0) The overall height can be reduced, and as a result, the indoor unit (1) can be reduced in size.

-Other Embodiments- In the above embodiment, the fin (31) is divided into three first to third fin pieces (51 to 53).
The number of divisions is not limited to three, but may be two or four or more.

[Brief description of the drawings]

FIG. 1 is a side sectional view showing a configuration of an indoor unit according to an embodiment of the present invention.

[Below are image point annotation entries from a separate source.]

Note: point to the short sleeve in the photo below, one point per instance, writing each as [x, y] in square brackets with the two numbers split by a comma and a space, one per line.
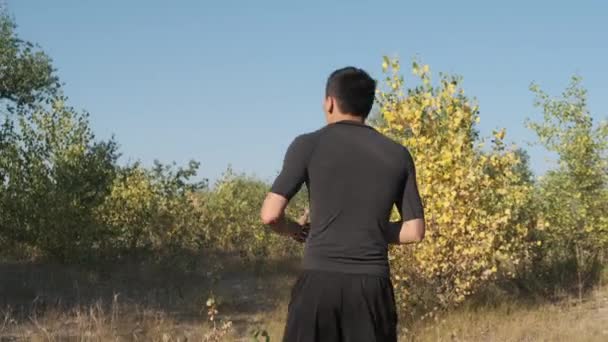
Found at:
[295, 168]
[411, 204]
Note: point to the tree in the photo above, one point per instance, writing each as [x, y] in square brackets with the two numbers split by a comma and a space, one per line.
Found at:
[473, 198]
[574, 196]
[26, 73]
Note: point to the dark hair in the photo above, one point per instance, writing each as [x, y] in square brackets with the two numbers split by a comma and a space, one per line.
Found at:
[353, 89]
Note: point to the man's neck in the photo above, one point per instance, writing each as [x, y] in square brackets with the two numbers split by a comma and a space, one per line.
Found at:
[346, 117]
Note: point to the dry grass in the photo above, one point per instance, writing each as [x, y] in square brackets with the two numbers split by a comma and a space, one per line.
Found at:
[250, 300]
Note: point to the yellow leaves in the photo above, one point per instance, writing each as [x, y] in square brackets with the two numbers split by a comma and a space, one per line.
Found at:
[459, 195]
[500, 135]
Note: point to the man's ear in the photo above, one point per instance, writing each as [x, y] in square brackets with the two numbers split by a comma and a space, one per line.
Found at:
[330, 104]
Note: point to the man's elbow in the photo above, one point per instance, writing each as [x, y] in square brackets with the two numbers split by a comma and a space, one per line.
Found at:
[268, 218]
[420, 231]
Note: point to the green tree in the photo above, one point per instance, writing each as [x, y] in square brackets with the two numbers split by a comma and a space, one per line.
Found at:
[26, 73]
[574, 196]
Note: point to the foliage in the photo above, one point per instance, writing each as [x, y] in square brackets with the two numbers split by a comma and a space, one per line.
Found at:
[152, 209]
[473, 198]
[54, 174]
[574, 196]
[230, 218]
[26, 73]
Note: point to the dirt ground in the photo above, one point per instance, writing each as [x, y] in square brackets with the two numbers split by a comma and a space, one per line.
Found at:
[140, 301]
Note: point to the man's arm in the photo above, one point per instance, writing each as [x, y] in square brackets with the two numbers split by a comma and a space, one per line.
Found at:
[412, 228]
[288, 183]
[410, 231]
[273, 215]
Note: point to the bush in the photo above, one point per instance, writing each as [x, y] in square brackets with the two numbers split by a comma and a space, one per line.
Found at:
[473, 198]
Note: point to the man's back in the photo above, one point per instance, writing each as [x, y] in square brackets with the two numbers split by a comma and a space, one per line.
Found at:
[354, 175]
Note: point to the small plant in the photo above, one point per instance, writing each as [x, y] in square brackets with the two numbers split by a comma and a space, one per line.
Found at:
[260, 335]
[217, 331]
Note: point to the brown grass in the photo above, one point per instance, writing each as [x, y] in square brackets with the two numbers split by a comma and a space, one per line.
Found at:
[136, 302]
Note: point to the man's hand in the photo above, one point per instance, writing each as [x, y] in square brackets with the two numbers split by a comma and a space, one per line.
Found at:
[303, 227]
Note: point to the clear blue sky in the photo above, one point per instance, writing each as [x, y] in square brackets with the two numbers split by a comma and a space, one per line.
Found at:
[232, 82]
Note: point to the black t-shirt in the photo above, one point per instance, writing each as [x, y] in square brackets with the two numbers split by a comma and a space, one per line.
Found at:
[354, 176]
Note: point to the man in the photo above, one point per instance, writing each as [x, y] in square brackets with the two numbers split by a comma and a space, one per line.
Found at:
[354, 176]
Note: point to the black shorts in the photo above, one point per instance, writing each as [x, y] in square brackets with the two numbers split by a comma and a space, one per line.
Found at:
[328, 306]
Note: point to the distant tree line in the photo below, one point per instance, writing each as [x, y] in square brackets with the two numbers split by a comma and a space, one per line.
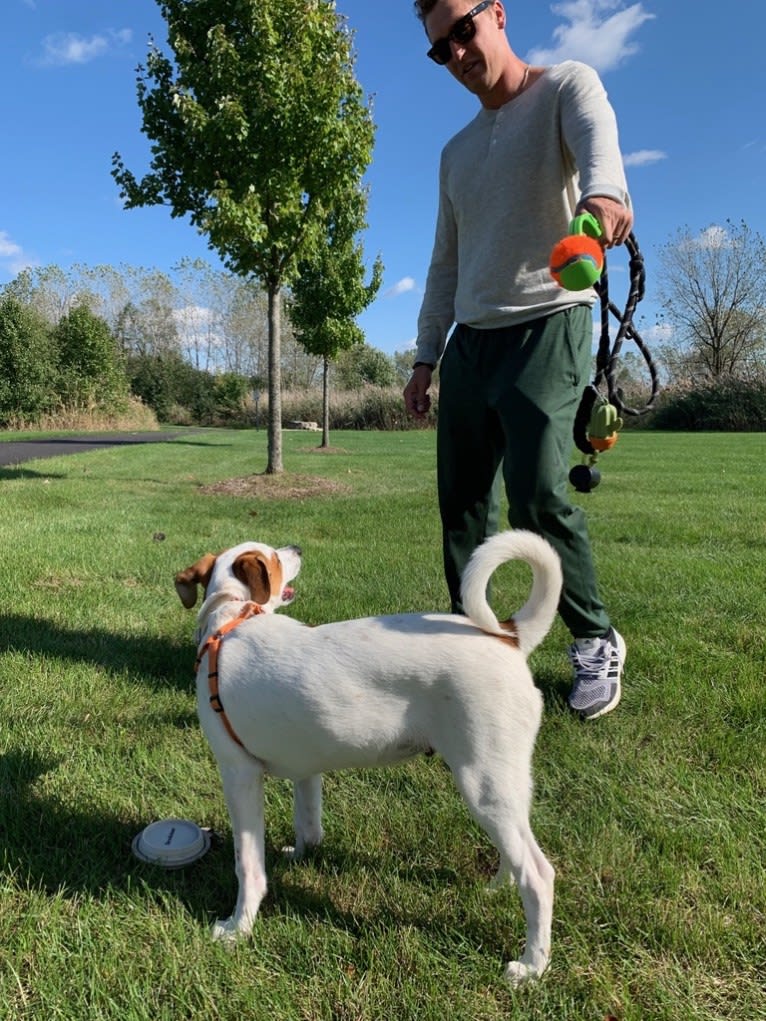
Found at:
[192, 347]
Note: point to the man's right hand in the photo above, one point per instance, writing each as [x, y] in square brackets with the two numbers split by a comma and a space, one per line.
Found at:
[417, 400]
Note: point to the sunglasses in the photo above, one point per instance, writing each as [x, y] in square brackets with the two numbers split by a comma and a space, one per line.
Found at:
[462, 32]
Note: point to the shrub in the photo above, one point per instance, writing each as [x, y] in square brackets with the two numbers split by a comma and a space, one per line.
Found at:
[28, 365]
[727, 405]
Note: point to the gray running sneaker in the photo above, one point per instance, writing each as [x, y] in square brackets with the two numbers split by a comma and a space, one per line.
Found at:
[597, 665]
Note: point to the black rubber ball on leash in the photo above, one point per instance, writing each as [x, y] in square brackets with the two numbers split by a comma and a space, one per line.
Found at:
[584, 478]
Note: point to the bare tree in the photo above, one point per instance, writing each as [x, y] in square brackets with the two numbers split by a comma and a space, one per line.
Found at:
[713, 293]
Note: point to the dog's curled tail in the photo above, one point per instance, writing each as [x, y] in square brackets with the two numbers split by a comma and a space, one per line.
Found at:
[532, 622]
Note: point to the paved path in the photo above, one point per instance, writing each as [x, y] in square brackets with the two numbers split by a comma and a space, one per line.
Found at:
[19, 451]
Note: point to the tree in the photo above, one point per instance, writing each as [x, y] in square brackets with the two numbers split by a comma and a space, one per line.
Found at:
[255, 131]
[364, 365]
[28, 363]
[713, 292]
[91, 370]
[330, 292]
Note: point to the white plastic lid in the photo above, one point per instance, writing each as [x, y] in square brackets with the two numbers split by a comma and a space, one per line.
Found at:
[172, 842]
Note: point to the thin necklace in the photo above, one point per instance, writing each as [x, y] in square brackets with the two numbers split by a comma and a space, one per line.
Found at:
[523, 82]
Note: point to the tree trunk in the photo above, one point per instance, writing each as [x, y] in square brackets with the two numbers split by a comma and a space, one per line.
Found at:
[275, 466]
[326, 401]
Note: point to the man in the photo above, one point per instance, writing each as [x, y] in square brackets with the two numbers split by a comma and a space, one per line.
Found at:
[543, 147]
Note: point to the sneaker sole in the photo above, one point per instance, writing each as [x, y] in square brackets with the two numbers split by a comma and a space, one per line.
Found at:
[621, 653]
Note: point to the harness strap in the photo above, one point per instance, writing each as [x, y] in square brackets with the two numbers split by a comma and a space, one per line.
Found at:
[212, 646]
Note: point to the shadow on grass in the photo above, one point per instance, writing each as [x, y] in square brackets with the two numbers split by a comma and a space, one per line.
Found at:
[69, 851]
[143, 658]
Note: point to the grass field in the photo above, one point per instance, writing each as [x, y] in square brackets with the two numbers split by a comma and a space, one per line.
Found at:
[655, 817]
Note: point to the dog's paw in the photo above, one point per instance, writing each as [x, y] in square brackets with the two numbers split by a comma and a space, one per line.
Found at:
[226, 931]
[518, 973]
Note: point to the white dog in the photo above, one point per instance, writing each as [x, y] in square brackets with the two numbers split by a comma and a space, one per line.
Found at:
[291, 700]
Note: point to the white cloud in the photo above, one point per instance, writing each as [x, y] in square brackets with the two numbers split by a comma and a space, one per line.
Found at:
[642, 157]
[596, 32]
[400, 287]
[12, 256]
[64, 48]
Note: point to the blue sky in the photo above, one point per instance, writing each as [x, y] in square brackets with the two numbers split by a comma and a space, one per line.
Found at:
[686, 79]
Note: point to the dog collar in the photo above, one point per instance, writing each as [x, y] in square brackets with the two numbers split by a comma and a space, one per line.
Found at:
[211, 646]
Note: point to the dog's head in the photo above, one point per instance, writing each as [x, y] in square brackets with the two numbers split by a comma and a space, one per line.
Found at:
[251, 571]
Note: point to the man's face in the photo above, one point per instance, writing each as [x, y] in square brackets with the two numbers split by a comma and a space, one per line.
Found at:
[476, 63]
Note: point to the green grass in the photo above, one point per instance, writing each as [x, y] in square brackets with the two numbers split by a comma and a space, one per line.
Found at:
[654, 817]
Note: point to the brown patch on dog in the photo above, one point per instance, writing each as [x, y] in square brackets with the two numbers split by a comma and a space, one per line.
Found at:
[282, 486]
[261, 575]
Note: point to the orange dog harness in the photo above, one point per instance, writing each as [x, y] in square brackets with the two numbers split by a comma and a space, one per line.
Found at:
[212, 646]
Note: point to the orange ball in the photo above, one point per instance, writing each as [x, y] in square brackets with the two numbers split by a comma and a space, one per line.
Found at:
[576, 261]
[603, 442]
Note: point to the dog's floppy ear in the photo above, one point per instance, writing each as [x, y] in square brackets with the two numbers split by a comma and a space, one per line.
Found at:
[197, 574]
[259, 573]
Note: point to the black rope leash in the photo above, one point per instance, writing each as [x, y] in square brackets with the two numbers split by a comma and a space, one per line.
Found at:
[606, 361]
[608, 354]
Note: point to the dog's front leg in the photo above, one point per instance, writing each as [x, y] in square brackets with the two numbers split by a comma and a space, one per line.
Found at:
[243, 787]
[306, 815]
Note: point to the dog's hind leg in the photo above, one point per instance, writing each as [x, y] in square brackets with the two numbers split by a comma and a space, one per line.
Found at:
[306, 815]
[505, 821]
[243, 787]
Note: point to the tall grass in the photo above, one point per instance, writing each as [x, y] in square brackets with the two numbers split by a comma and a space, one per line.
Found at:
[654, 816]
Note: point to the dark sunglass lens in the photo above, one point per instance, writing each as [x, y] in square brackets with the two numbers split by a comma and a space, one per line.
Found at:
[464, 31]
[441, 51]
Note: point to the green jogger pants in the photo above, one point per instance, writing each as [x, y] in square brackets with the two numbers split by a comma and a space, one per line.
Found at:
[509, 397]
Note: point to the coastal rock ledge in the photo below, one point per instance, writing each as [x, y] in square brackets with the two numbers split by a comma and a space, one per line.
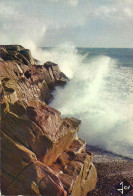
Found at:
[41, 152]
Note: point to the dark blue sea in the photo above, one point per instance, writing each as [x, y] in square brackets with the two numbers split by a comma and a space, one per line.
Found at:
[100, 93]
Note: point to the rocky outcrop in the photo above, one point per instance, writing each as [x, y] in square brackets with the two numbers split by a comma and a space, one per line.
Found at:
[41, 152]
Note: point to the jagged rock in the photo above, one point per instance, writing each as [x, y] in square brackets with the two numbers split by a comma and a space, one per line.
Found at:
[28, 82]
[76, 171]
[41, 152]
[27, 54]
[22, 174]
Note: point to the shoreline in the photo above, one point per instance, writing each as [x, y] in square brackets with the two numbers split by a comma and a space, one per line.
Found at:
[111, 169]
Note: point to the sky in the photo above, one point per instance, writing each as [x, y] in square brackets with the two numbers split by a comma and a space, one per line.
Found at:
[85, 23]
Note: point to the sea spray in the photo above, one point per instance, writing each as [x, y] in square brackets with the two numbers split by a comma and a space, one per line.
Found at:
[100, 93]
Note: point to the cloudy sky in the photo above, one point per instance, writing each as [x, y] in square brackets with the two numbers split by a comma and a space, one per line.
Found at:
[85, 23]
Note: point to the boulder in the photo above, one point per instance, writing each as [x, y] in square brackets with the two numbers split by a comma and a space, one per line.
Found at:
[41, 152]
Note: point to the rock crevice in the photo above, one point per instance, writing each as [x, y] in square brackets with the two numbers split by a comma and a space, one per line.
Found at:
[41, 152]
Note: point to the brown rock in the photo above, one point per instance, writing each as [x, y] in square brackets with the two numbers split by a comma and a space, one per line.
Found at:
[34, 136]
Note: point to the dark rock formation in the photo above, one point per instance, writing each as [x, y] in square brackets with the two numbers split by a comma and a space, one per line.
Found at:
[41, 152]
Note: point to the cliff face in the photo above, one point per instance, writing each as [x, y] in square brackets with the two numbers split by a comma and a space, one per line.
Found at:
[41, 152]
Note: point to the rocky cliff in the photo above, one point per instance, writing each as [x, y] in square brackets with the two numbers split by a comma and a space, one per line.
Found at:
[41, 152]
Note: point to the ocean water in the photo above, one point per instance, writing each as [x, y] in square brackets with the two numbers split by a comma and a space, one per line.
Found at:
[100, 93]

FIG. 2 is a side sectional view showing a configuration of a conventional indoor unit.

[Explanation of symbols]

 (10) Casing (30) Heat exchanger (31) Fin (32) Heat transfer tube (35) Gap (36) Seal member (41) First fin row (42) Second fin row (51) First fin piece ( 52) Second fin piece

Claims (2)

[Claims] 1. A cross-fin type heat exchanger comprising a plurality of plate-like fins (31) stacked at predetermined intervals and a heat transfer tube (32) passing through each of the fins (31). In the air conditioner in which the heat exchanger (30) is housed in the casing (10) and the heat medium and the air exchange heat with the heat exchanger (30), each fin (31) of the heat exchanger (30) has a plurality of fins (31). Fin pieces (5
1,52) to form a plurality of individual fin rows (41,42) in which the respective fin pieces (51,52) are laminated. The first of the plurality of fin rows (41,42) Fin row (4
The first fin row (42) and the second fin row (42) are arranged at predetermined intervals in a C-shape in a side view so that a gap (35) is formed between the upper portions of both fin rows (41, 42). And while it is comprised so that wind may circulate from the outside of both fin row (41,42) to the inside, between the said 1st fin row (41) and the 2nd fin row (42) The air conditioner according to claim 1, further comprising sealing means for closing a gap (35) at an upper portion of the two fin rows (41, 42) to prevent air from flowing through the gap (35). 2. The air conditioner according to claim 1, wherein the sealing means is provided over both upper end surfaces of the first and second fin rows (41, 42), and the both fin rows (41, 42) are provided. 42) An air conditioner characterized by a plate-shaped sealing member (36) extending in the longitudinal direction of the air conditioner.